Two years ago today, more than 1 billion gallons of toxic coal ash sludge burst through a dam, destroyed or damaged a dozen homes and ruined a community living near the Tennessee Valley Authority’s Kingston Fossil Plant in rural Tennessee. Shortly after the spill, U.S. Environmental Protection Agency Administrator Lisa Jackson promised to protect the public from another coal ash environmental disaster. Yet, the public still waits for passage of a comprehensive coal ash rule.
To mark the two-year anniversary, the environmental groups Earthjustice, Environmental Integrity Project, the Sierra Club and Southern Alliance for Clean Energy are calling on the EPA to regulate coal ash dumps this year.
“Every day without protection means thousands of tons of ash are dumped and more arsenic, lead and mercury leak from these sites,” said Lisa Evans, senior administrative counsel for Earthjustice. “The rule is stuck in Washington, but the flow of toxic chemicals continues. If the Capital was located below one of these high hazard dams, we’d have a coal ash rule.”
About $400 million has been spent in cleanup costs with more than 3 million tons of spilled ash removed from the site. However, the cleanup is far from complete. Without regulation, coal ash waste has been dumped in unlined pits and ponds throughout the U.S. At least 50 high-hazard dams, similar to the one at Kingston, hold back millions of tons of coal ash and more than 100 locations across the country have been plagued by poisoned water and air.
“The Kingston disaster dramatically brought to light the festering problem of unregulated coal ash pollution,” says Dr. Stephen A. Smith, Executive Director of the Southern Alliance for Clean Energy. “We call on the EPA to follow through on Lisa Jackson’s pledge to address this long neglected issue and move swiftly to finalize the coal ash rule that will classify this waste as hazardous.
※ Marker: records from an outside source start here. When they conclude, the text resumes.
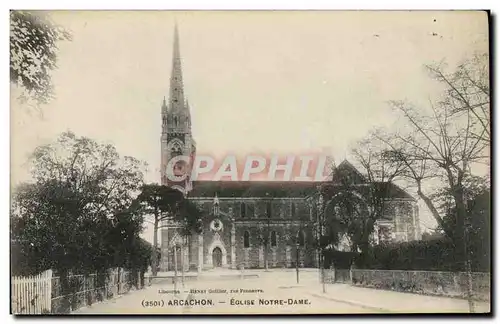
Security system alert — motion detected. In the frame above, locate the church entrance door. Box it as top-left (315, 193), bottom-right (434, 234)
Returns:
top-left (212, 247), bottom-right (222, 268)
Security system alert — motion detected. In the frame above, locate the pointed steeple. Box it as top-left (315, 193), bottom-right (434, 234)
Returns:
top-left (169, 23), bottom-right (184, 113)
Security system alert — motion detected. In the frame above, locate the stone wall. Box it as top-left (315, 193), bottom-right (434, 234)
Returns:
top-left (346, 269), bottom-right (491, 301)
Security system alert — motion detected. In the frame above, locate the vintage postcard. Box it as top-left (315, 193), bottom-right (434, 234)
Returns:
top-left (10, 10), bottom-right (491, 315)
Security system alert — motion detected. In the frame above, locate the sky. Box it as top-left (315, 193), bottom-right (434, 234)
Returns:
top-left (11, 11), bottom-right (488, 242)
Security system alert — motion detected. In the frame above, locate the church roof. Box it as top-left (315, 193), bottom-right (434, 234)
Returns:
top-left (321, 182), bottom-right (415, 200)
top-left (189, 181), bottom-right (321, 198)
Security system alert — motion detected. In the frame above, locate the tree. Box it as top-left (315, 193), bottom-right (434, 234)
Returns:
top-left (375, 52), bottom-right (489, 248)
top-left (10, 10), bottom-right (71, 104)
top-left (137, 184), bottom-right (201, 275)
top-left (366, 54), bottom-right (490, 311)
top-left (322, 154), bottom-right (402, 252)
top-left (137, 184), bottom-right (183, 276)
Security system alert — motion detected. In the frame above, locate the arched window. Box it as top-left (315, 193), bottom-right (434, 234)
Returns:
top-left (240, 203), bottom-right (247, 218)
top-left (243, 231), bottom-right (250, 248)
top-left (297, 231), bottom-right (306, 246)
top-left (271, 231), bottom-right (277, 247)
top-left (266, 202), bottom-right (273, 218)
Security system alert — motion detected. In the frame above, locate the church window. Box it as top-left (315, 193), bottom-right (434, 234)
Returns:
top-left (243, 231), bottom-right (250, 248)
top-left (297, 231), bottom-right (306, 246)
top-left (271, 231), bottom-right (276, 247)
top-left (240, 203), bottom-right (247, 218)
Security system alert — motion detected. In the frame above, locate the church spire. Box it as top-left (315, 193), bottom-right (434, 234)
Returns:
top-left (169, 23), bottom-right (184, 112)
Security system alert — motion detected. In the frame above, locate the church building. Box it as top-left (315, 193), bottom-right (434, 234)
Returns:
top-left (160, 26), bottom-right (420, 271)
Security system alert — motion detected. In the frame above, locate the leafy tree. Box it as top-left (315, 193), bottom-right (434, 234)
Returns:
top-left (10, 10), bottom-right (71, 104)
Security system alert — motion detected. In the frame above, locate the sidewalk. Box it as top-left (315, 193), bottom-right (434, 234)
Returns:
top-left (302, 284), bottom-right (490, 313)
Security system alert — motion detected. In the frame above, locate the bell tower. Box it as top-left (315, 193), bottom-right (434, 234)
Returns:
top-left (161, 25), bottom-right (196, 194)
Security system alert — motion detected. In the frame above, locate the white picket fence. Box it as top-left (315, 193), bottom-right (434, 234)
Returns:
top-left (11, 270), bottom-right (52, 314)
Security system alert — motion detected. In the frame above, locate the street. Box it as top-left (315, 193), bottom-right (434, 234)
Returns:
top-left (74, 271), bottom-right (489, 314)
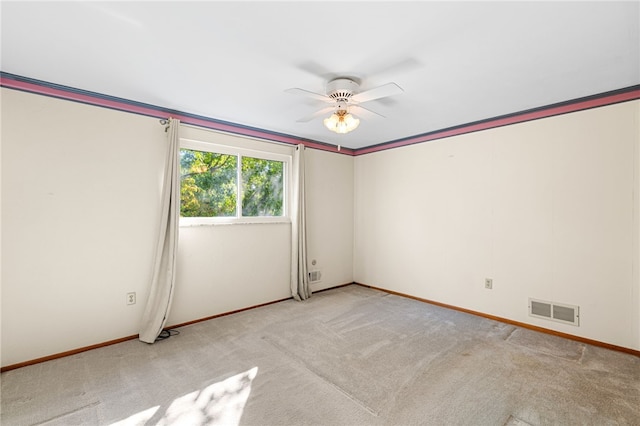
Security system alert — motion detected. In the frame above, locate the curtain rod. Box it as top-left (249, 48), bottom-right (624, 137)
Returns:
top-left (158, 117), bottom-right (307, 148)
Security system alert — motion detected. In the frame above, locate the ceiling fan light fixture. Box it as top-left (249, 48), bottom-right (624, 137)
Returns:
top-left (324, 109), bottom-right (360, 134)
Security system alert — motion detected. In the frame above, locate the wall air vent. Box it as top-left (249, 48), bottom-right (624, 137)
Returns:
top-left (309, 270), bottom-right (322, 284)
top-left (529, 298), bottom-right (580, 326)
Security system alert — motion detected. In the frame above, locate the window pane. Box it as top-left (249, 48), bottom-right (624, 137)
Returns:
top-left (242, 157), bottom-right (284, 216)
top-left (180, 149), bottom-right (238, 217)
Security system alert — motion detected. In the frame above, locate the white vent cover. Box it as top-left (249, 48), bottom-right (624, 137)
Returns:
top-left (309, 270), bottom-right (322, 284)
top-left (529, 298), bottom-right (580, 326)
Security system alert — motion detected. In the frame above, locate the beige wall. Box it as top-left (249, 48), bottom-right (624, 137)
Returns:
top-left (354, 101), bottom-right (640, 349)
top-left (1, 89), bottom-right (353, 366)
top-left (0, 89), bottom-right (640, 366)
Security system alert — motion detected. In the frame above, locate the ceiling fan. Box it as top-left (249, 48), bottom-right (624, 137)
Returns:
top-left (285, 77), bottom-right (404, 133)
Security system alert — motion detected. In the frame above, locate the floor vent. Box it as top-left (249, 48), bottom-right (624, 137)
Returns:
top-left (529, 299), bottom-right (580, 326)
top-left (309, 270), bottom-right (322, 284)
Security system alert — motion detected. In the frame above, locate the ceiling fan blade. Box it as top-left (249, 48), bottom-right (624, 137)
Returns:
top-left (349, 105), bottom-right (387, 118)
top-left (351, 83), bottom-right (404, 103)
top-left (285, 87), bottom-right (333, 102)
top-left (296, 106), bottom-right (335, 123)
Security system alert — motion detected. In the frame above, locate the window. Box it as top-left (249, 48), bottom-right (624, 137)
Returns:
top-left (180, 140), bottom-right (290, 225)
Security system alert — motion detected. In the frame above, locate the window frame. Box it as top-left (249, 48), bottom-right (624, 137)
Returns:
top-left (179, 138), bottom-right (292, 226)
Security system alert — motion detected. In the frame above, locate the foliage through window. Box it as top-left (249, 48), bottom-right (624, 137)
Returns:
top-left (180, 143), bottom-right (286, 223)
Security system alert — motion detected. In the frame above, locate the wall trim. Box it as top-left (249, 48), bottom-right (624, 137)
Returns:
top-left (353, 85), bottom-right (640, 156)
top-left (0, 72), bottom-right (353, 155)
top-left (0, 282), bottom-right (355, 373)
top-left (354, 282), bottom-right (640, 357)
top-left (0, 71), bottom-right (640, 156)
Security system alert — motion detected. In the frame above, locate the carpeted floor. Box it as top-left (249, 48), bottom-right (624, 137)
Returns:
top-left (0, 285), bottom-right (640, 426)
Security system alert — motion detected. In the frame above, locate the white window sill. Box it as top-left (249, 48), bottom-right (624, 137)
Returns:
top-left (179, 217), bottom-right (291, 228)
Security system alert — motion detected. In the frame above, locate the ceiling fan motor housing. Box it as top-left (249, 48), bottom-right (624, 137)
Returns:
top-left (327, 78), bottom-right (360, 102)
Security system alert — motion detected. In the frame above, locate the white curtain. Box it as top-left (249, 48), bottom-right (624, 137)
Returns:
top-left (139, 118), bottom-right (180, 343)
top-left (291, 144), bottom-right (311, 301)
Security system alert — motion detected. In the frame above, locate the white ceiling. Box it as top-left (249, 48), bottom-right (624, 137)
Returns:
top-left (1, 1), bottom-right (640, 148)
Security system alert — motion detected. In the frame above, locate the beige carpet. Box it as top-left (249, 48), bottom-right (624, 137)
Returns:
top-left (0, 285), bottom-right (640, 426)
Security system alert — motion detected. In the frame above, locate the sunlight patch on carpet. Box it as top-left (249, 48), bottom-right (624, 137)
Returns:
top-left (158, 367), bottom-right (258, 425)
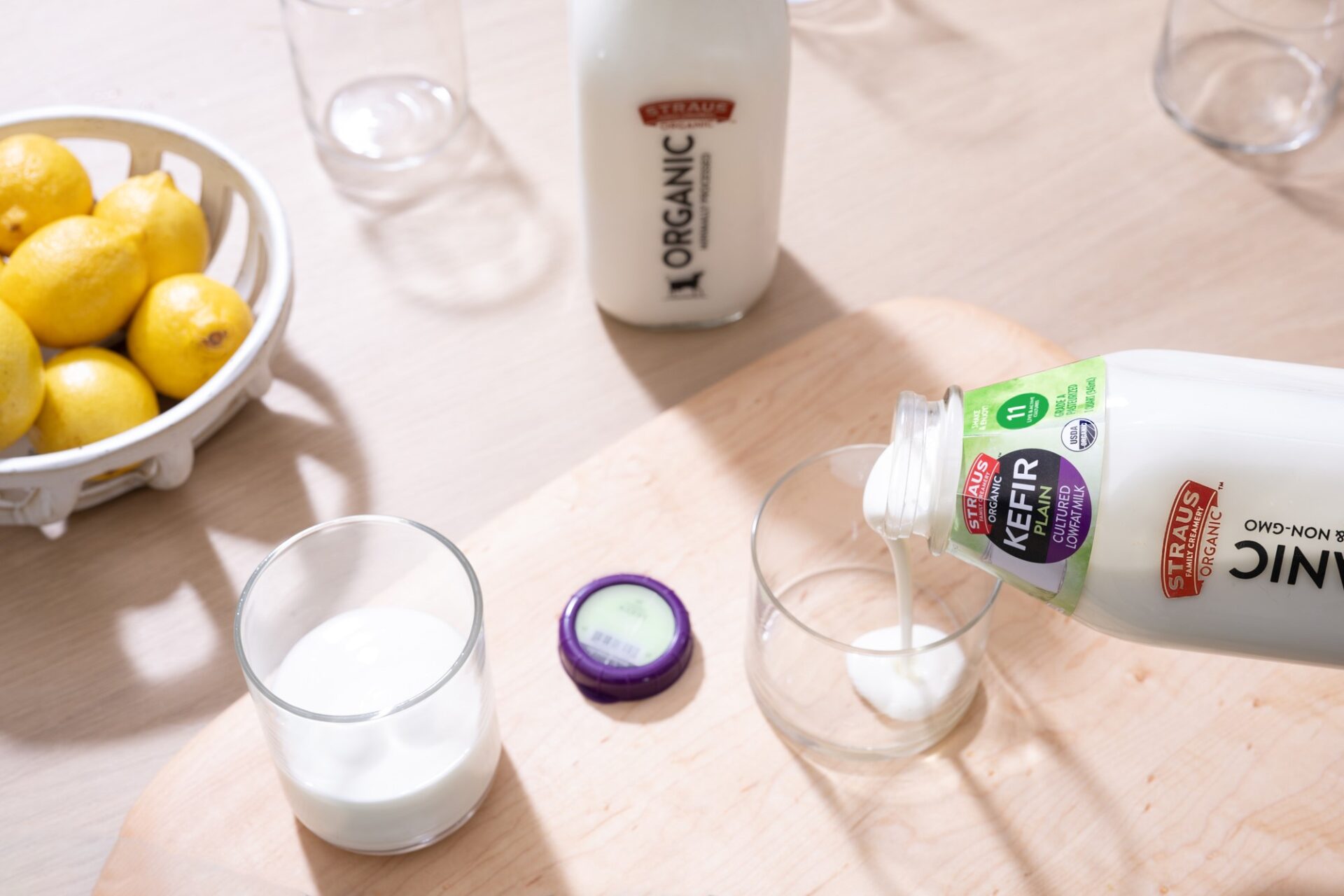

We cannot afford to wait any more when so many communities in our region are in the shadow of threats just like those in Kingston.”
“Thanks to poor regulation by states, every region of the U.S. is now littered with unlined coal ash dumps that have contaminated groundwater often used as drinking water and are discharging arsenic, selenium, lead, and other toxic metals in uncontrolled concentrations to rivers, streams and lakes,” said Eric Schaeffer, Director of Environmental Integrity Project. “The number of locations with water supplies contaminated by coal ash has grown almost 20-fold; from seven acknowledged by EPA in 1999, to 137 documented today with many more likely but unknown because states are not even monitoring most coal ash dump sites.”
“Our thoughts today are with those who are still living with the terrible consequences of this massive disaster, one that could have been prevented if adequate federal protections were in place,” said Lyndsay Moseley a Tennessee native who works on coal ash for the Sierra Club. “But thoughts are not enough, we need action. We need EPA to quickly finalize federally enforceable protections from toxic coal ash before there is another disaster.”
- EPA’s own risk assessments demonstrate the extremely high risk to human health from coal ash, which contributes to heart disease, cancer, stroke and chronic lower respiratory disease. Yet our comments indicate that this high cancer risk – one in 50 at some coal ash sites – is substantially underestimated. The leading arsenic experts in the country observe that this risk is actually 17.5 times greater.
- Analyzing state regulations shows that the majority of states fail to require essential safeguards for coal ash landfills and ponds, including liners, groundwater monitoring, leachate collection, dust controls and financial assurance. In the two years since the disaster in Kingston, little has been done to improve state controls. Only four states in the U.S. require all landfills to be monitored and only six states require all ponds to be monitored for leaks.
- By EPA’s own admission, coal ash ponds and landfills are disproportionately located in low-income communities. Almost 70 percent of ash ponds in the U.S. are in areas where household income is lower than the national median.
- If all costs are passed on to consumers, the rule would result in a one-time rate increase of between 0.5 and 1 percent even in coal-dependent states like Indiana, Pennsylvania, and Ohio. EPA has failed to account for the avoided cost of lawsuits and damage claims related to spills and fouled drinking water, bringing municipal water to wells that are no longer usable, restoring ecosystems contaminated with heavy metals, and premature death and disease from exposure to wind-blown particles from ash dumps.